Mick Fleetwood: We miss Christine.. I'm hoping I can get her to rejoin
Jacqui Swift
The Sun
IT was one of the top-selling albums of the Seventies which turned Fleetwood Mac into the biggest superstars in the world.
But with all the broken hearts, tempestuous affairs and excessive drink and drugs, the making of 1977’s Rumours came at a price.
This week, almost 36 years after the seminal record hit shelves, an expanded and deluxe version of the album is released including original B-side Silver Springs, unreleased live recordings, outtakes, and documentary The Rosebud Film.
Rumours was huge, selling more than 40million copies, and made the entangled lives of Brits Mick Fleetwood, husband and wife John and Christine McVie and US couple Lindsey Buckingham and Stevie Nicks, one of rock ’n’ roll’s legendary stories.
Songs such as Don’t Stop, Go Your Own Way, You Make Loving Fun, The Chain and Dreams are as popular as ever today.

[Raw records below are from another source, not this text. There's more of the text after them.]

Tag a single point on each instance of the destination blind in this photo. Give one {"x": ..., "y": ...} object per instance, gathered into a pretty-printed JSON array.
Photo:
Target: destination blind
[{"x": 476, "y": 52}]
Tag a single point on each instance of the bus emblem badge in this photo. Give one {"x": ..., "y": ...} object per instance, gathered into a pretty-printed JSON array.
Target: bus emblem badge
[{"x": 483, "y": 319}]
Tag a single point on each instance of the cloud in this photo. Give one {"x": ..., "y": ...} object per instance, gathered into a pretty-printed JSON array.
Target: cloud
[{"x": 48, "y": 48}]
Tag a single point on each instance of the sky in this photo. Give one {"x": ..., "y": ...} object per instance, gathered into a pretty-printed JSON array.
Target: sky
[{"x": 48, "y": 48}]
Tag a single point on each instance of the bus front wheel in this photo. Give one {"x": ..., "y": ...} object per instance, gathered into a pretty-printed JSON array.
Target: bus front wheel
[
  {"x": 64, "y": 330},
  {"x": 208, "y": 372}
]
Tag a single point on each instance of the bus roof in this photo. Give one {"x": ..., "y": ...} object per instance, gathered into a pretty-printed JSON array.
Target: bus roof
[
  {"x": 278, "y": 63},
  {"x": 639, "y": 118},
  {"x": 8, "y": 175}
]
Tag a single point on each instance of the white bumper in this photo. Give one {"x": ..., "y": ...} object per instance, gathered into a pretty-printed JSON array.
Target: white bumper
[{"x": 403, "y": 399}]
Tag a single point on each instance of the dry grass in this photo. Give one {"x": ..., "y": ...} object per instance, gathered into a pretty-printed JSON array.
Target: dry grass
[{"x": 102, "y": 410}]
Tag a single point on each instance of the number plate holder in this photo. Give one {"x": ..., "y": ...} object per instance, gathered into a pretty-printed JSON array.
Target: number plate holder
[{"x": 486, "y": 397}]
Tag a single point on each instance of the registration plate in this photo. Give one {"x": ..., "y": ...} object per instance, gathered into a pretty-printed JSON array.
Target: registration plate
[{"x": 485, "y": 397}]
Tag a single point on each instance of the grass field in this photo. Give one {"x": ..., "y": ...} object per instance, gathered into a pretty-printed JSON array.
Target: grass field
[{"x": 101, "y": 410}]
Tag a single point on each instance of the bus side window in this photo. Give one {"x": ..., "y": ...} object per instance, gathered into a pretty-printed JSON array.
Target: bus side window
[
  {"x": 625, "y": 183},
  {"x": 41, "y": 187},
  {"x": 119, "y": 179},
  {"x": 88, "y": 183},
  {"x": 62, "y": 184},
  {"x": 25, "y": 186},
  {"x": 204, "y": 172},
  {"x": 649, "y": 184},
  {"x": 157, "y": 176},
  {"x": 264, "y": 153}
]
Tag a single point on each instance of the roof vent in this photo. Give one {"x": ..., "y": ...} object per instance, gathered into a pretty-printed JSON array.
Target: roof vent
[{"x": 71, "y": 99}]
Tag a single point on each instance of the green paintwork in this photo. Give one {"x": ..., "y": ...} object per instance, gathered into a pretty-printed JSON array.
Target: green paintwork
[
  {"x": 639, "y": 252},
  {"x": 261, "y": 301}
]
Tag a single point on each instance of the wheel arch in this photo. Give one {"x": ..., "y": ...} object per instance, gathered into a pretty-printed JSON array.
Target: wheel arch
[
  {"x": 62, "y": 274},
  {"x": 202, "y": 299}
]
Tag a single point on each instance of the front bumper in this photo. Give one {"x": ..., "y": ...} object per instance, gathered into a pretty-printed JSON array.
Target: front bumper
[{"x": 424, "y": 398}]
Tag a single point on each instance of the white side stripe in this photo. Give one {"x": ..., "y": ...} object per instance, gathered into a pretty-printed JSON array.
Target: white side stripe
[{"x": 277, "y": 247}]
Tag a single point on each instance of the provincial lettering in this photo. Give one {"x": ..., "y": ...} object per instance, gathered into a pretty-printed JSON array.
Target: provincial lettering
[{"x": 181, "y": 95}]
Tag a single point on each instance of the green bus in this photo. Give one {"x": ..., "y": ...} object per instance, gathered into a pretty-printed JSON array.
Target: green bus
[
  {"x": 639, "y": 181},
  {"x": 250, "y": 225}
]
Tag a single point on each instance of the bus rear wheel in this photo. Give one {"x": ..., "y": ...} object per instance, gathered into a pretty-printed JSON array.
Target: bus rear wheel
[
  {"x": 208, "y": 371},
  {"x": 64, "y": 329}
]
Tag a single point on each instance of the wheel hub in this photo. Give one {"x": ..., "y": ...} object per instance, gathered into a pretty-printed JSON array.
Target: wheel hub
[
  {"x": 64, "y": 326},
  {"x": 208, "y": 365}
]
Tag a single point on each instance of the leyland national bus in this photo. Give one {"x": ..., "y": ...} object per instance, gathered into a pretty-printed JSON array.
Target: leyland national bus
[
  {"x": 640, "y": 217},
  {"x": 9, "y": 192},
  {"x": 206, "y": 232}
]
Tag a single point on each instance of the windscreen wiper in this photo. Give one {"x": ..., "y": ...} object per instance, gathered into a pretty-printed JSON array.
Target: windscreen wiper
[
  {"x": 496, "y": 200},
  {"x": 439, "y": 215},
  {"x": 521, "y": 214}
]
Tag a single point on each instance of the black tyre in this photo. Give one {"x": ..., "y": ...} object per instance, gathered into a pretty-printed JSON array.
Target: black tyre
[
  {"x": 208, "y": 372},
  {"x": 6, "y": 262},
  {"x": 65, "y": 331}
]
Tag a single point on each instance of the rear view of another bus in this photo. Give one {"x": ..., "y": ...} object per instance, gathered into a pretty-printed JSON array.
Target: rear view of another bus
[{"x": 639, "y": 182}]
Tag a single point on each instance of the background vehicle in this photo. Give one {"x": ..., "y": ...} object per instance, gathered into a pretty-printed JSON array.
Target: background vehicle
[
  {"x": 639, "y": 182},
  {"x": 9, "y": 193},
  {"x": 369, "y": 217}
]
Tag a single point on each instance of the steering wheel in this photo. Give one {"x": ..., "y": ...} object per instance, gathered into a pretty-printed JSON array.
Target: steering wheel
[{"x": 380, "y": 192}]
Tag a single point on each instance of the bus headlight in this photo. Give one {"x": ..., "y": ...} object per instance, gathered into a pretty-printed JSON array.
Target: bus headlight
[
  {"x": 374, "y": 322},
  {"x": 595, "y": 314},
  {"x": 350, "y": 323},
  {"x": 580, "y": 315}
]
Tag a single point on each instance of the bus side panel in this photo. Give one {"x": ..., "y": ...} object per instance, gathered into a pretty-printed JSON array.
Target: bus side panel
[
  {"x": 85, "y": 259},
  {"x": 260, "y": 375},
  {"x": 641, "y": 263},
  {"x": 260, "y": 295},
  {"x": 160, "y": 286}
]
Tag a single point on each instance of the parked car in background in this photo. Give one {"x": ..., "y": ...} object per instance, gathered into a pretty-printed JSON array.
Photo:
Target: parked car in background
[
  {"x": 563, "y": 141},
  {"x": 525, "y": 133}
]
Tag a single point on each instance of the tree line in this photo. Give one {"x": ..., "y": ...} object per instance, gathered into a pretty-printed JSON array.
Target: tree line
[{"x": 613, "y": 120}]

With a world tour opening in the US in April and a UK tour planned for September, Fleetwood Mac are winning over a new generation of fans as well as their hardcore devotees.
When we meet in a west London hotel, 6ft 5in Fleetwood says: “There are young people who are so happy this tour is happening.”
Now 65, the drummer has a healthy tan after years of living in Hawaii but has retained his English accent.
He says: “It’s a new generation that have been turned on to our music. Rumours is our most famous album but it leads to all the others. It’s like someone finding a Neil Young album and going, ‘What? There’s more?’
“Sonically it’s a very clean, un-gizmoed record which has been a huge blessing. We didn’t call in a slick, Hollywood producer and there were none of the sound effects you hear in music today.